If sharing or federation is on your roadmap, adopt Linked Places Format (LPF) rather than inventing a schema. LPF already models names, when-spans, geometries and typed relations as JSON, and tools like the World Historical Gazetteer ingest it directly.
| Choice | Best when | Cost |
|---|---|---|
| Flat CSV | Stable modern places, no time dimension | Lowest; breaks on change |
| Custom relational | Complex queries, private project | Schema design + maintenance |
| Linked Places Format | You will share or federate data | Learning curve, JSON tooling |
| Graph database | Relationship traversal dominates queries | Ops overhead, smaller talent pool |
Inventing a bespoke model is justified mainly when LPF cannot express a relationship your sources demand.
Relational or graph — how do I choose?
Most gazetteers run comfortably on relational tables, which are easy to back up, query with SQL, and share. Choose a graph database only when traversal is the main job — chasing successor chains many hops deep, or resolving deep containment hierarchies on every query. If your dominant questions are "what was this called in 1450?" rather than "trace every successor across ten centuries", relational wins on simplicity.
How do I know the model has gone too far?
Complexity has a smell. If routine questions need joins nobody can write without the schema diagram open, or volunteers stop entering data because the form is intimidating, the model has outrun the project. Prune back toward the queries you actually run, and push rare edge cases into a free-text note rather than a new table.
Key Takeaways
- The trigger for a model is change-over-time and typed relationships, not data volume.
- A flat CSV is the right answer for stable modern places; do not over-engineer it.
- Separate stable place identity from time-scoped attestations of name, location and role.
- Adopt Linked Places Format when you plan to share or federate, before inventing a schema.
- Relational suits most gazetteers; reserve graph databases for traversal-heavy workloads.
- A model that blocks contributors or needs unwritable joins has gone too far — simplify.
Frequently Asked Questions
When should I design a custom gazetteer data model?
Design one when your places change identity over time, carry multiple attested names, or need typed relationships an off-the-shelf gazetteer cannot express. If a flat spreadsheet of name plus coordinates answers all your questions, you do not need a model yet.
When is a custom gazetteer model overkill?
For a single project with stable modern places and no temporal change, a CSV with id, name, lat, lon and source is enough. Building a relational or graph model for that case wastes effort you will never recover.
Should I adopt Linked Places Format instead of inventing a schema?
If you intend to share or federate data, adopt Linked Places Format rather than a bespoke schema. Inventing your own model is justified mainly when LPF cannot express a relationship your sources require.
What is the core of a good gazetteer data model?
A stable place identifier separated from its names, with names, locations and relationships each modelled as time-scoped attestations rather than single fixed values.
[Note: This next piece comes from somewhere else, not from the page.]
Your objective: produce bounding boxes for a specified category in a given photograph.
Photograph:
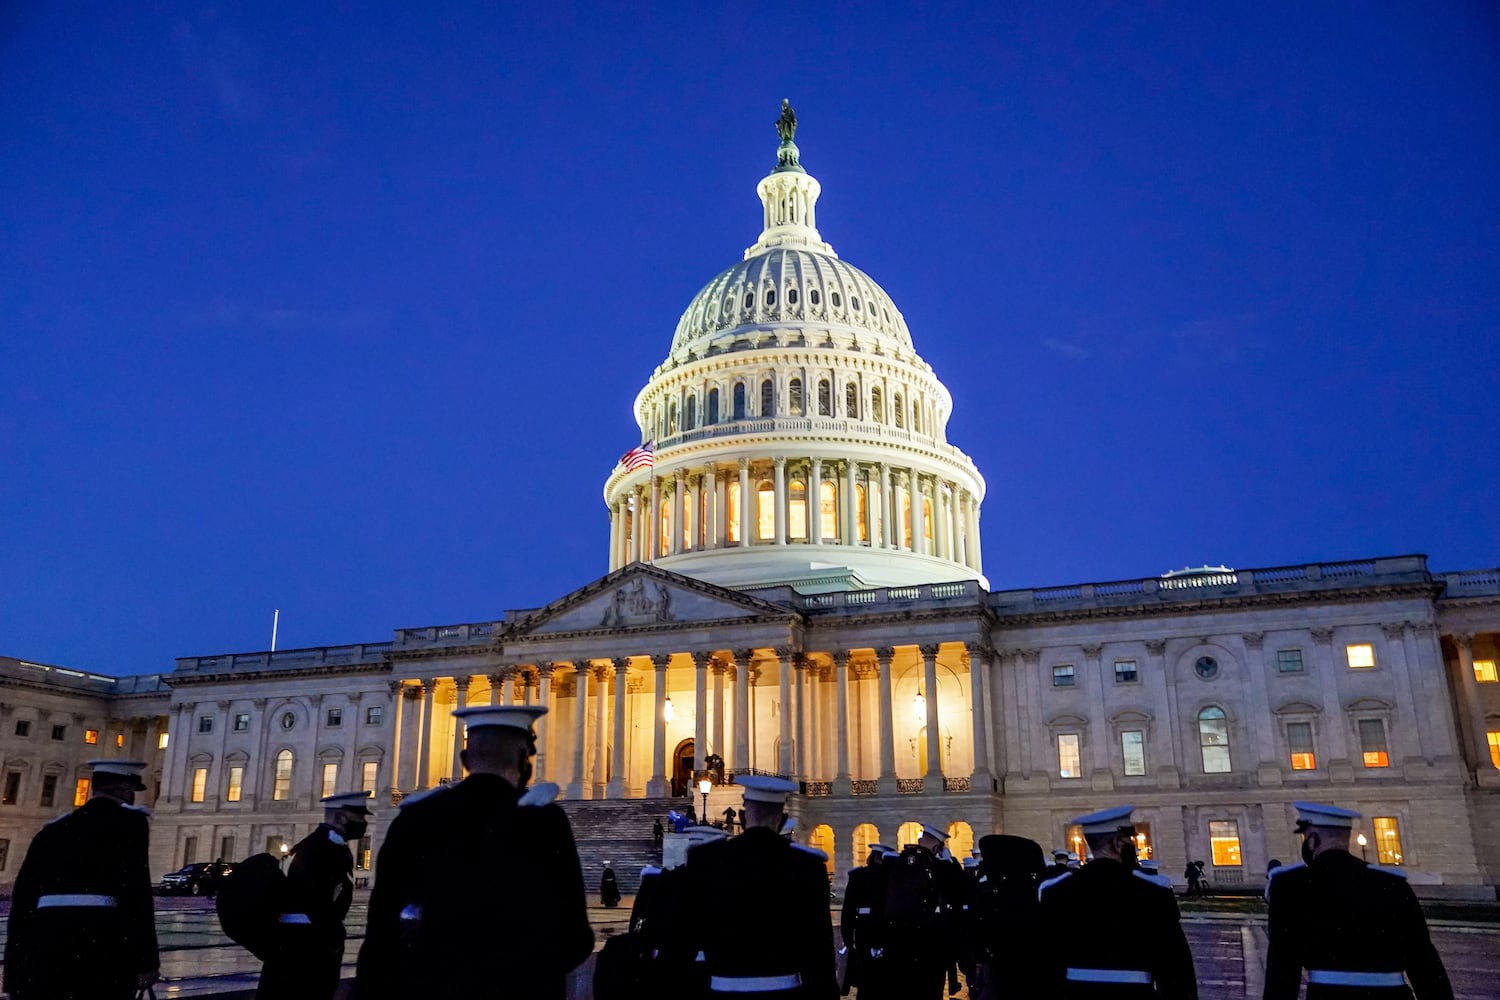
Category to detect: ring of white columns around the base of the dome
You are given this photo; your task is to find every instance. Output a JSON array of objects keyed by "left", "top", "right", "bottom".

That separation is what lets a place change over time without losing identity.
Relational or graph database for a gazetteer?
Relational handles most gazetteers well and is easier to share. Reach for a graph database only when relationship traversal — successor chains, containment hierarchies — is the dominant query pattern.
How do I know my model is too complex?
If common questions take multi-table joins nobody on the team can write unaided, or contributors avoid entering data because the form is daunting, the model has outrun the project. Simplify toward the queries you actually run.